Tuesday flew by in a blur of classes, dropping off resumes, and trying to finish the mountains of homework I already had. I awoke Wednesday morning feeling jittery and anxious, and I didn't have to wonder why. However, I did wonder if Edward would actually be in class today or if he'd dropped this class too. I wondered all through biology and on my walk from the Life Sciences building to my Lit. class, scenarios running through my mind. Would he be angry today? Would he say more than two words together?

He wasn't in class when I got there, slumping down into the desk in the back, nearest the door. Robby was there, a few seats ahead in the next row.

"Hey, Bella," he called genially, holding up a dog eared copy of Frankenstein to show me. "This is not at all what I thought it was gunna be. It's just a bunch of letters."

I smiled, holding back a laugh. "Yeah, pretty different from what you see in the movies, right?"

Just then, Edward strolled into the room, forgoing the first two rows of empty desks, opting instead for a seat towards the middle rows. But he didn't stop at the front as he had done up to this point and opted to sit in the very back. There was only one desk between us. Crap.

Now I couldn't enjoy the view of the back of his head, and if I chanced a glance at his face, I'd probably get caught and end up blushing furiously because that was my superpower.

The rest of the class filed in as Professor Poole began speaking.

"I'm going to send around a sign-up sheet for your presentations. Pick a date and pass it on."

The clipboard and sheet came to me before my other group members, given that I was in the front row. I quickly skimmed the possible dates, pausing at the Wednesday or Friday options. My phone buzzed in my pocket, and I distractedly pulled it out, still trying to think through which day would be best to present. Wednesday would give us that finally Monday to make sure we were ready, but doing it on Friday would allow us to see what kind of things the other groups did. I glanced down at my phone. I had a new text from a number I didn't recognize.

I won't be here on the 28th. Would it be possible to present on the 30th?

Edward. I looked over to him, and he was looking at me calmly, expectantly, as if he had spoken the words and was waiting for my reply. I quickly jotted down our names on the sign-up sheet and passed it on before picking up my phone again.

Sure. We're the second group that day.

I looked over to Edward as he glanced at his phone. He looked at me again and nodded. He didn't smile, but there was something about his eyes today, something lighter, more relaxed. And his jaw was not the tight knot of muscles it had been the two previous times I'd seen him, either. Although I knew it had to be impossible, this relaxed version of Edward was even more handsome.

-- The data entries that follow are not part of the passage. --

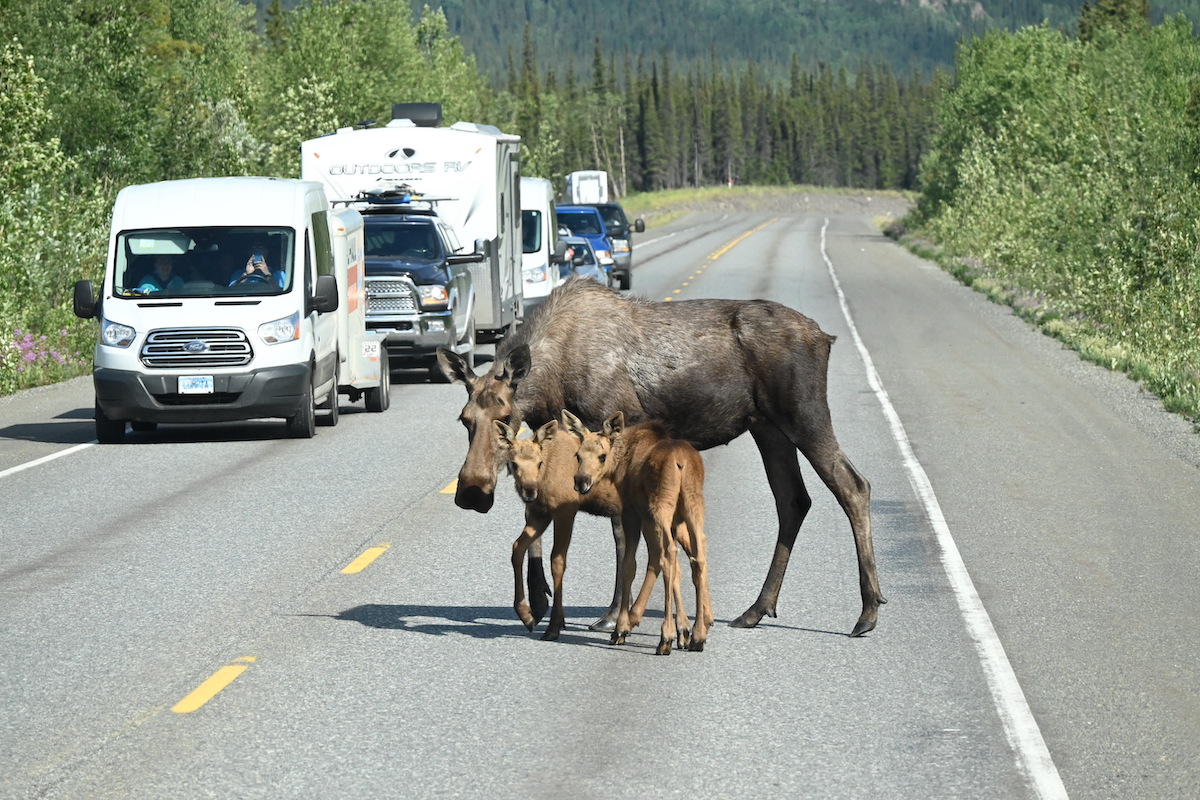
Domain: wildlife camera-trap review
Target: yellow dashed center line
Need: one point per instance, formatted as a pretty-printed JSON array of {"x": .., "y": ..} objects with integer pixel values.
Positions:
[
  {"x": 209, "y": 689},
  {"x": 364, "y": 560},
  {"x": 720, "y": 252}
]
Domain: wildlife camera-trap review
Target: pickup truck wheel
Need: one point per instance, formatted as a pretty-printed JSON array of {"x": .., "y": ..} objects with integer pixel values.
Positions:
[
  {"x": 378, "y": 398},
  {"x": 304, "y": 423},
  {"x": 469, "y": 342},
  {"x": 108, "y": 432}
]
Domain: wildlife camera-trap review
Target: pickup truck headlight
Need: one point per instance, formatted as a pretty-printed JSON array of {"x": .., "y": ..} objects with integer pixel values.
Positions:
[
  {"x": 433, "y": 298},
  {"x": 281, "y": 330},
  {"x": 537, "y": 275},
  {"x": 115, "y": 334}
]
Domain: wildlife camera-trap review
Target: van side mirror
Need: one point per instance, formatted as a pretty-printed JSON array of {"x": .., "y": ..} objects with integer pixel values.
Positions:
[
  {"x": 84, "y": 300},
  {"x": 324, "y": 296}
]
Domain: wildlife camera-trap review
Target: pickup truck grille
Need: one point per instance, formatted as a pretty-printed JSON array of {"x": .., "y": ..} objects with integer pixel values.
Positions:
[
  {"x": 390, "y": 296},
  {"x": 196, "y": 347}
]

But Professor Poole was talking again, and I had to push thoughts of Edward away to take notes. When class was over, I had planned to stop both Edward and Robby so we could make plans to meet about our presentation. But before I could even finish putting my books back in my bag, Edward was between my desk and the door.

"What would be a convenient time to discuss our presentation?" he asked, his voice smooth and calming. I tried to stand up, but my legs became jelly beneath me, and I fell back onto my chair.

"I'm free in the afternoons and evenings, for now," I said, feeling the blush creep up already. Calm down, I told myself, it isn't like he's asking you on a date. This is required. "What about you, Robby?"

Robby began prattling off about his schedule, and it took a few moments for me to translate what he was saying into something helpful.

"So, you're free in the evenings as well?" I asked. Robby nodded.

"What if we get together tonight? Seven o'clock in the library?" I suggested. Both guys agreed, and I slung my bag over my shoulder, heading out of the classroom and down the hall to the building's door. Edward walked silently beside me and, once through the door, began walking in the opposite direction. I waited a few moments before looking back, unable to stop myself from trying to get one last look at him, but he was already out of sight.